Le Marche offrono un banco di prova per quello che può essere considerato il tallone d’Achille della vita democratica, la “sussidiarietà decisionale”, vale a dire la capacità di un dialogo reale tra potere centrale, enti locali, imprese, realtà non profit, associazioni di categoria, sindacati, istituzioni varie, quali università e camere di commercio. Se ne è avuta conferma all’incontro dal titolo “Marche: quali infrastrutture di trasporto per uno sviluppo sostenibile. Le richieste delle comunità locali” organizzato il 23 maggio a San Benedetto del Tronto da Fondazione San Giacomo e Fondazione per la Sussidiarietà, a cui ha partecipato anche il Presidente della Regione Marche Francesco Acquaroli: il confronto ha offerto spunti di carattere generale sulla convivenza sociale e politica, ben oltre la specificità del tema.

Le Marche – regione a sviluppo diffuso, con una manifattura fatta prevalentemente da imprese di piccole dimensioni – sono alla ricerca di una nuova identità economica. Occorrerebbero trasporti veloci ed efficienti, mentre oggi sono obsoleti e mal collocati. La ferrovia scorre lungo il litorale mortificando la spiaggia e attraversando il centro di paesi e città. Le strade statali entrano continuamente nei centri abitati e sono quindi inadatte al traffico di lunga percorrenza. L’autostrada, unica via per spostamenti interregionali o tra località distanti, è a tre corsie solo nella parte nord della Regione.

Sono quindi necessari la realizzazione dell’alta velocità ferroviaria e l’ampliamento dell’autostrada. Ma qui si pongono problemi di sostenibilità importanti e ineludibili. Realizzare l’alta velocità nella sede attuale comporterebbe un rumore insopportabile per gli abitati e le inevitabili barriere antirumore dividerebbero in due le città e deturperebbero ulteriormente le spiagge. L’altra soluzione, l’arretramento della linea, avrebbe anche il vantaggio di destinare quella attuale al traffico locale, ma aumenterebbero i costi e si allungherebbero i tempi. D’altro canto se la si arretra, c’è il rischio grave di danneggiare ambiente e paesaggio, e di dire addio al turismo raffinato e amante dell’ambiente che si desidera per il futuro prossimo della Regione. Anche l’allargamento dell’autostrada per dotarla della terza corsia si scontra con le difficoltà geomorfologiche del territorio.

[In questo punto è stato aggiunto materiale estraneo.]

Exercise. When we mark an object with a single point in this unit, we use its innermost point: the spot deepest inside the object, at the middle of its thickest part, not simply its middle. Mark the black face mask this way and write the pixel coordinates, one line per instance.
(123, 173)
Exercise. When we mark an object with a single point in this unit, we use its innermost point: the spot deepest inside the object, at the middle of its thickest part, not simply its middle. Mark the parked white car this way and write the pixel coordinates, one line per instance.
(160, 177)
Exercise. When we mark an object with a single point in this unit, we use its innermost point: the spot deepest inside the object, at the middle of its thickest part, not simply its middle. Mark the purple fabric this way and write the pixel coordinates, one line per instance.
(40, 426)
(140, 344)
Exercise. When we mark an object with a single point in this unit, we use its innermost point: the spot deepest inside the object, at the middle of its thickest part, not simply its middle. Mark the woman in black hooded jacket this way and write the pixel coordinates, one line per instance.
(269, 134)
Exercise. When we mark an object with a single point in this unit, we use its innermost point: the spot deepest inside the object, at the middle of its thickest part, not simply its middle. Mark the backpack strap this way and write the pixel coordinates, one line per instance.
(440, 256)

E a questo punto si pone la prima questione di ordine generale: chi deve decidere? E con che metodo? Il tempo degli ecomostri, figli di un approccio centralista poco attento alle persone e all’ambiente, pare alle spalle. Non altrettanto si può dire di opere pubbliche necessarie, progettate in modo sostenibile, che non vengono realizzate perché “vanno bene ma non nel giardino di casa mia”.

Viene qui a galla la vera carenza democratica del nostro Paese che è nella renitenza a una “sussidiarietà decisionale”. 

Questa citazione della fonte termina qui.